This is a follow-up to a recent post about regex. The context is trying to take data from a PDF that presented a chronological list of colleges and universities that have adopted a test optional admissions process. As detailed in the previous post, I had tried (and eventually given up trying) to extract data directly from the PDF via a Python program and finally broke down and cut and pasted the contents into a text file from a Word doc that the PDF had been exported to using Adobe Acrobat.
Now that I had a text file (and a good night's sleep to forget all about regex), I thought that it should be relatively easy to finish up the process. Determined to use Python for at least part of the process, I created a small script to read in the text file that I had created previously, initially printing the results to the screen.
At first, I noticed that there were a number of blank lines when reading in the file, but I figured I could get rid of those easily enough before saving.
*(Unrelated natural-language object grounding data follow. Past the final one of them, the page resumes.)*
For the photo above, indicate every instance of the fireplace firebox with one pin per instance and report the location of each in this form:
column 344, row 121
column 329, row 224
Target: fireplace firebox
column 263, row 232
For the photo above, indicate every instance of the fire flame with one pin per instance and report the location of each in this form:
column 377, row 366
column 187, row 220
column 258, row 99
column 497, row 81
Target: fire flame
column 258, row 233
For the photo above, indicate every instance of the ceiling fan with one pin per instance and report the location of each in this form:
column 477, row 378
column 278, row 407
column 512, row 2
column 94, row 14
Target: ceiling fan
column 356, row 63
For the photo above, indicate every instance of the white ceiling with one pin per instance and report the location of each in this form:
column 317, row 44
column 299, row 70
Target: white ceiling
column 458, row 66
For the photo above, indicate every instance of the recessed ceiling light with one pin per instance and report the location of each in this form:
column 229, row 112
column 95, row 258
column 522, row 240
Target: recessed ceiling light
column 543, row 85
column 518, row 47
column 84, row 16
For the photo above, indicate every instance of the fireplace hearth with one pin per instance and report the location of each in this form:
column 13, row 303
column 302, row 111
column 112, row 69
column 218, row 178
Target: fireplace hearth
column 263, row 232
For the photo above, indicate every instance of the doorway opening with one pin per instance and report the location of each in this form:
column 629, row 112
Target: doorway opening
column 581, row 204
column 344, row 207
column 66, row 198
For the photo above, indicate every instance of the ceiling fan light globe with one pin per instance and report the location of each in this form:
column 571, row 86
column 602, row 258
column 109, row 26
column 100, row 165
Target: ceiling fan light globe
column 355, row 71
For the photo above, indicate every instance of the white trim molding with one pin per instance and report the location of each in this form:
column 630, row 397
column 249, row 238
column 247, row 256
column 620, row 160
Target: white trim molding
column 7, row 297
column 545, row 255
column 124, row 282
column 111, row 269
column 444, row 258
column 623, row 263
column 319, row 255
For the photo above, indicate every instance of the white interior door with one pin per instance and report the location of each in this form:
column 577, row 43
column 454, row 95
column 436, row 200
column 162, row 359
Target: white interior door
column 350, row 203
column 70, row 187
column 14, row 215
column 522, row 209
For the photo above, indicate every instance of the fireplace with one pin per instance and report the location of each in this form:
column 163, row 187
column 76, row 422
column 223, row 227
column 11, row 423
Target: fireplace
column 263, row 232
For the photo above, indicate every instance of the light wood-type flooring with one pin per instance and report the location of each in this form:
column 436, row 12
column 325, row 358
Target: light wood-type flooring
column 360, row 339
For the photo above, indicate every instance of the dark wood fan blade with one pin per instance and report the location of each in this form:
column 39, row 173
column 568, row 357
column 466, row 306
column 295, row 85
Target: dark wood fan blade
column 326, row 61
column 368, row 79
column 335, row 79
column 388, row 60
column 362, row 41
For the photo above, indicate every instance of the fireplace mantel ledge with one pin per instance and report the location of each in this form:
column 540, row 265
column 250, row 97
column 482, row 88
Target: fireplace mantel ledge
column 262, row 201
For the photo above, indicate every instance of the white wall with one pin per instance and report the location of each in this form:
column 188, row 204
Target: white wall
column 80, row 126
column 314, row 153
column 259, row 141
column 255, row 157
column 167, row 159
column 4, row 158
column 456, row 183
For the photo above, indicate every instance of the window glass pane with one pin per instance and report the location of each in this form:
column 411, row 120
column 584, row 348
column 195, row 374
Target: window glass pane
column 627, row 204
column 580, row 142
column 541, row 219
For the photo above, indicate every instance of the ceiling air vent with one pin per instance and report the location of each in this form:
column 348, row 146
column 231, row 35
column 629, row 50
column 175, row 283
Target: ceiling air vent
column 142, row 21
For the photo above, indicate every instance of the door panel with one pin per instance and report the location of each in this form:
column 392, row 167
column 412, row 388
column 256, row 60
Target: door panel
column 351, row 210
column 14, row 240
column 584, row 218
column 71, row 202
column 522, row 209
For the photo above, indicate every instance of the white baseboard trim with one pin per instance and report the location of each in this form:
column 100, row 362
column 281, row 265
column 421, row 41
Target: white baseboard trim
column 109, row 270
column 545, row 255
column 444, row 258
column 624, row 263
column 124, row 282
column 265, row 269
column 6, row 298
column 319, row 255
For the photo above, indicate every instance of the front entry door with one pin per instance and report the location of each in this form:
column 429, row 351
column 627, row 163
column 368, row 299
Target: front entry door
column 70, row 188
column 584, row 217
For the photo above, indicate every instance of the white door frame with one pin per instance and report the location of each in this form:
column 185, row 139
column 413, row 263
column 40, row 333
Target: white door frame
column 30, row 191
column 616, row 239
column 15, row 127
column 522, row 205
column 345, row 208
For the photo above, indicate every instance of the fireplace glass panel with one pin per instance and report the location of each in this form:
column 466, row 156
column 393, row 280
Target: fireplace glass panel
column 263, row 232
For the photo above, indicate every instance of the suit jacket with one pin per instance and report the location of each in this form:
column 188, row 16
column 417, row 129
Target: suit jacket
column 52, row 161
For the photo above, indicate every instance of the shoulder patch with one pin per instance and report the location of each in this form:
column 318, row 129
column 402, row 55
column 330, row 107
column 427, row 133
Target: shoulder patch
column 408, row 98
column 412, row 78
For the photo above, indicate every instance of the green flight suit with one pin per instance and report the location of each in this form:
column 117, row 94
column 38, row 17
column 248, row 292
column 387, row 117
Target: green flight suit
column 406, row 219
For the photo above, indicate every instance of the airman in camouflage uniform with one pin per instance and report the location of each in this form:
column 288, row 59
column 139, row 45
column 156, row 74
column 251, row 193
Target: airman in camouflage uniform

But as I looked more carefully at the lines, I noticed the same issue I had run into when reading directly from PDF -- multiple entries on the same line. Huh? How could that happen?
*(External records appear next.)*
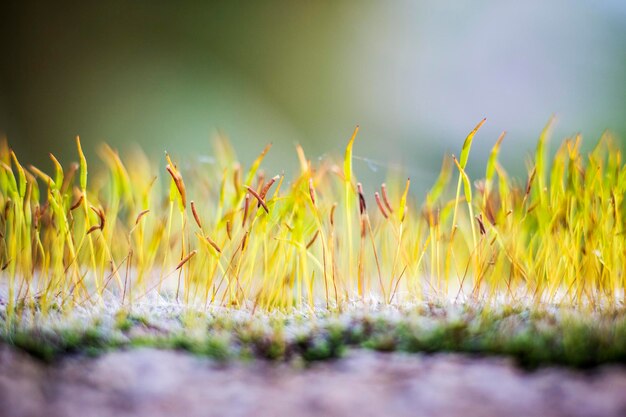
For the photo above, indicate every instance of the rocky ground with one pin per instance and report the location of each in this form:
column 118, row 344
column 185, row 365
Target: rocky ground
column 150, row 382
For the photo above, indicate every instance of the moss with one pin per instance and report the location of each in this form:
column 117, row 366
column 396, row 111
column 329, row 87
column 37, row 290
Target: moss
column 532, row 338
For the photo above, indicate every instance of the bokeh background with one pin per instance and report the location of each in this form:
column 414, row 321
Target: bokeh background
column 415, row 75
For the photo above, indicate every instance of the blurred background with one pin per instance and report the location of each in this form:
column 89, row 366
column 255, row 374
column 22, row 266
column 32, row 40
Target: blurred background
column 415, row 75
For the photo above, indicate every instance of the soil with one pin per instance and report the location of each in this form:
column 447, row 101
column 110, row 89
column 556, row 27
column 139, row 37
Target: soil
column 149, row 382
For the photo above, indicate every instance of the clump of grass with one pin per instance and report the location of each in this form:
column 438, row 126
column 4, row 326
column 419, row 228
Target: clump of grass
column 250, row 240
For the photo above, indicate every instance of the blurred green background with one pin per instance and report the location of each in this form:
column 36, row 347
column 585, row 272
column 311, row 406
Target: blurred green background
column 415, row 75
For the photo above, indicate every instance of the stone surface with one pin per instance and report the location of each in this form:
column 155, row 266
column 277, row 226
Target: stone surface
column 155, row 383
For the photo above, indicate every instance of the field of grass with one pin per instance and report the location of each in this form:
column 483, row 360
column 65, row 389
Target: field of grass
column 532, row 267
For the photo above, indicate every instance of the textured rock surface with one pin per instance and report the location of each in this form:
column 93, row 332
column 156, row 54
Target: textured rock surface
column 160, row 383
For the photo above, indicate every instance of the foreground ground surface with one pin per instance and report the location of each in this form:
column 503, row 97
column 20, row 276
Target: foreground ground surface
column 151, row 382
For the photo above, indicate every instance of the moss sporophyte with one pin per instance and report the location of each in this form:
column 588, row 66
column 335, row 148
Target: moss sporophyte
column 223, row 235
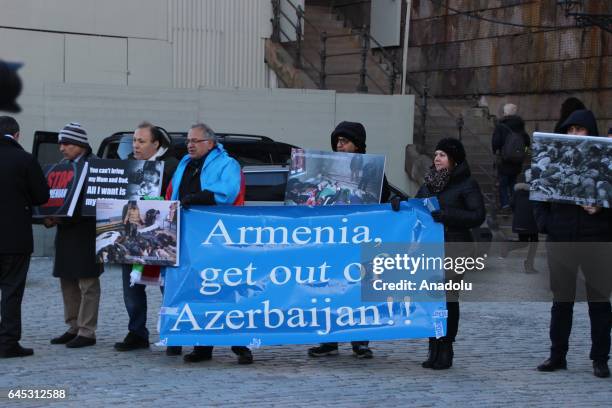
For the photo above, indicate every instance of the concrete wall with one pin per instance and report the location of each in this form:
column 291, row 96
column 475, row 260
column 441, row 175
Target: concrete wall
column 301, row 117
column 536, row 68
column 167, row 43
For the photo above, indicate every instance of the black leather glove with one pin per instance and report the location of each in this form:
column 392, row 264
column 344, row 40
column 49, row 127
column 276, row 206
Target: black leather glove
column 395, row 203
column 438, row 216
column 204, row 197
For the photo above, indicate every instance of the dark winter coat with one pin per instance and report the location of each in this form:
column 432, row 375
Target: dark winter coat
column 23, row 185
column 523, row 221
column 584, row 118
column 571, row 223
column 505, row 127
column 461, row 203
column 75, row 244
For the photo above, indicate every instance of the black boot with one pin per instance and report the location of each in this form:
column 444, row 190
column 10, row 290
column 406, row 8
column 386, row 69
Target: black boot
column 553, row 363
column 444, row 359
column 432, row 354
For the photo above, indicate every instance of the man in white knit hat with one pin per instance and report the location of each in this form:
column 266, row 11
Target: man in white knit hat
column 75, row 263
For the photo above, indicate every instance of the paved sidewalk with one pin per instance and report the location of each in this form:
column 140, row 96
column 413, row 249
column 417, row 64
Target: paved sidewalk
column 498, row 347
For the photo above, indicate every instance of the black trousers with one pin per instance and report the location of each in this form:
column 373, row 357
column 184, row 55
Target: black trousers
column 564, row 260
column 13, row 272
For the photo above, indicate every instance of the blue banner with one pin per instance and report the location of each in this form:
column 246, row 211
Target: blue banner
column 288, row 275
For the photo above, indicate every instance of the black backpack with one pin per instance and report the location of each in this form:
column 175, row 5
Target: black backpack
column 514, row 149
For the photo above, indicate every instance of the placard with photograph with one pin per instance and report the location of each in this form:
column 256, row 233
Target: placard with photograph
column 334, row 178
column 121, row 180
column 571, row 169
column 137, row 232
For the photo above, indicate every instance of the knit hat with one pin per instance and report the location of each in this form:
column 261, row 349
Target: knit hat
column 353, row 131
column 73, row 133
column 453, row 148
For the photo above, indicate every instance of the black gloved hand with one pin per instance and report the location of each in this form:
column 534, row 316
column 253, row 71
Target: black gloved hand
column 203, row 197
column 438, row 216
column 186, row 201
column 395, row 203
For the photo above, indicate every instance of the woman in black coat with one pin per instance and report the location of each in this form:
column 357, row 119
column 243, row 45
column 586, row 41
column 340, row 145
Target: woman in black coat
column 75, row 249
column 461, row 208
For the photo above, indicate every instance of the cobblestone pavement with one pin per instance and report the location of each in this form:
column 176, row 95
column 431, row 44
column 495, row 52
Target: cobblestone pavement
column 498, row 347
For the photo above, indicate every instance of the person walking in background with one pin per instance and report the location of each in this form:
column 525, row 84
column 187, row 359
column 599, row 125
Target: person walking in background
column 578, row 238
column 75, row 250
column 23, row 185
column 509, row 143
column 523, row 223
column 569, row 106
column 461, row 208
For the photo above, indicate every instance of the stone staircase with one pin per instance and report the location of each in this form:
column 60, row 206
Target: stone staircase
column 321, row 20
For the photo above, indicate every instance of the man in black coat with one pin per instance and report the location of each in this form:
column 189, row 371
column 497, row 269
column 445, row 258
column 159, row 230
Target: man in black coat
column 75, row 250
column 23, row 185
column 350, row 137
column 152, row 144
column 507, row 171
column 578, row 238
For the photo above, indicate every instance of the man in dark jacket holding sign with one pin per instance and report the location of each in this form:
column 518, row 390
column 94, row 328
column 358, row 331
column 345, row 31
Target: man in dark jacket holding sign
column 75, row 250
column 152, row 144
column 23, row 185
column 509, row 143
column 207, row 175
column 578, row 238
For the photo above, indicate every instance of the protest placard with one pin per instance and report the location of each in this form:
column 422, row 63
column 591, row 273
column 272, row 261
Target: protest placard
column 289, row 275
column 333, row 178
column 571, row 169
column 137, row 232
column 65, row 181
I don't know for sure, but my best guess is that, whatever the process used to create the original file, not everything that looked like a separate line was actually a separate line. In other words, there was not a line break after everything that looked like a line. (You've probably seen the same behavior at the page level in Word, where things will flow to the next page automatically. You may have even added some additional spaces at the end of a sentence near the bottom of a page to "help" that process along.....)
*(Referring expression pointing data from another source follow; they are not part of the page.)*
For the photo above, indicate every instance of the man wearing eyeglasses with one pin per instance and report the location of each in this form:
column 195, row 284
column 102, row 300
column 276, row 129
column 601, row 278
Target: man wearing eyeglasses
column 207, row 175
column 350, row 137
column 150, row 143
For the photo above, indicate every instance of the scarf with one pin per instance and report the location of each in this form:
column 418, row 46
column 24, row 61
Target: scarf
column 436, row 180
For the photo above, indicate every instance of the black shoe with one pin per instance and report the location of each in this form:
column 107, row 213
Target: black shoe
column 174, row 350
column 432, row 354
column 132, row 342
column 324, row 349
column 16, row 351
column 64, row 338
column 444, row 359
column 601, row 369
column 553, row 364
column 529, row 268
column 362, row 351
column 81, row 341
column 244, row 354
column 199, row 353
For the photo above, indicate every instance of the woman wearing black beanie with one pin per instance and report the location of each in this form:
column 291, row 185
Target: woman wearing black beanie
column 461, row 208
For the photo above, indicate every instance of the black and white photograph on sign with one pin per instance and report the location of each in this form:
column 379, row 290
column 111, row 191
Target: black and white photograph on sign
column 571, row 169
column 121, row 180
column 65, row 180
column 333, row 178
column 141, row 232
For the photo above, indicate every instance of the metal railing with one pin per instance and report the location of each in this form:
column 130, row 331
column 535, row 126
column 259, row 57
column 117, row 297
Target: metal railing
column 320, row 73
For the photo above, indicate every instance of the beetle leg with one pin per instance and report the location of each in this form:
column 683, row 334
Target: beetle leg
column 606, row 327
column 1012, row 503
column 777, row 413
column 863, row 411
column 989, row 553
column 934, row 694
The solution was to go back to the exported Word doc (which I had saved, luckily) and, rather than cut and paste, try to save directly to text. Lo and behold, a dialog box popped up asking if I would like to add line breaks. Yes, please!
With that done, the script correctly read the lines as expected, and I could get on to the business of manipulating the data (which I'll describe in the next post).
The moral of the story? Just because something "looks" like columns or lines or whatever in a document, that doesn't mean that it will behave as such programmatically. Be careful when cutting and pasting!